FROM 2-8. Baffin Bay-Nuuk (Greenland)

6645 05610 AC just over the horizon

We should be back on the Arctic Circle going south in about 4 hours, 31 days after crossing it going north in the Bering Sea. At the other end, I did not dare even think about this moment. I can’t give you exact distances because of the idiosyncrasies of the GPS but my guess would be about 3400 miles. For me they have been 3400 miles of extraordinary intensity – I wrote in the previous Berri round the world blog that I lived in a plastic tube with its own language, grammar and syntax and that the boat talks to me. That blog became part of a BBC programme. This time, the language has been there – Berri and I have subliminal conversations – but the intensity of the experience has been about symbiosis and heartbeat. Every creak, every wave slap against the hull, every crash of a pole against the forestay, every change in the engine note and my heart has thumped with Berri’s. I stand in the cockpit on watch feeling her as a living thing through my feet and every sense – I can absorb the vibrations in the shaft bearing, the flexing of the mast, the slight change in the feel as the boat goes through a wave, the burr of a shroud harmonic. I think that since we were rolled off Gabo, I have been far more conscious of the possibilities and am living a bit more scared.

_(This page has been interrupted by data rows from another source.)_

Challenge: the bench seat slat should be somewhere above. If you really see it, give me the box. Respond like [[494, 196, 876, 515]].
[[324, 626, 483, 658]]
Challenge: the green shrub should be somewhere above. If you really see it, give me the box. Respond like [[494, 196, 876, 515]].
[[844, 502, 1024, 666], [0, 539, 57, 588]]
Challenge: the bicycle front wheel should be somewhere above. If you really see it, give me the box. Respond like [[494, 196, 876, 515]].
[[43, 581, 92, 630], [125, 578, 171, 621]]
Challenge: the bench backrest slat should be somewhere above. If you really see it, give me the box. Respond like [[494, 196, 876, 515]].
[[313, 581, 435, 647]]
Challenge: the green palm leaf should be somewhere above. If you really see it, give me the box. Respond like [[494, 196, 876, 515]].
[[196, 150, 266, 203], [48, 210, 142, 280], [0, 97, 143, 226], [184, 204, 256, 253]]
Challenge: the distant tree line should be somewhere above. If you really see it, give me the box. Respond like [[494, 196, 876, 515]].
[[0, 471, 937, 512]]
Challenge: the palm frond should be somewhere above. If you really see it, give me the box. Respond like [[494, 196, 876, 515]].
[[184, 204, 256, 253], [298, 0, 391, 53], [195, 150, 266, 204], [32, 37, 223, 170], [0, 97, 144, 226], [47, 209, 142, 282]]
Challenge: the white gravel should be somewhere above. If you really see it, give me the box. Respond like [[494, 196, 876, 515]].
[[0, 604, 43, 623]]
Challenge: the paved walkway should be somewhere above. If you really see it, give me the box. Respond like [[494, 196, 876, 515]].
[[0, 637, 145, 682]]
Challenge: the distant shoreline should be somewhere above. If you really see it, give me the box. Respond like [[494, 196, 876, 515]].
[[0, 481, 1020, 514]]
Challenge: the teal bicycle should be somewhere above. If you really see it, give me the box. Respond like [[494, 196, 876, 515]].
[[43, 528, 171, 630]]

Then there was the intensity of the experience – the history, Franklin’s ghosts, the scenery, the sheer splendour and indifference of ice and the Central Arctic – Pat Hahn said it much better than I can.

And the tension has got to me occasionally. I’ve been moody and snappy and once, inexcusably, I was far too liberal with the gin and was clearly incapable. I was acutely horrified next morning and decided immediately never again. Consultations since have been juniper flavoured tonic only. I guess I’m no Pope – fallibility is definitely my gig but I think the trick is to understand it and manage within its limitations. That, after all, is how we got this far.

And we’re getting closer to Falmouth – the last sailmail I sent went via the Belgium sailmail station. Yeeehaaa!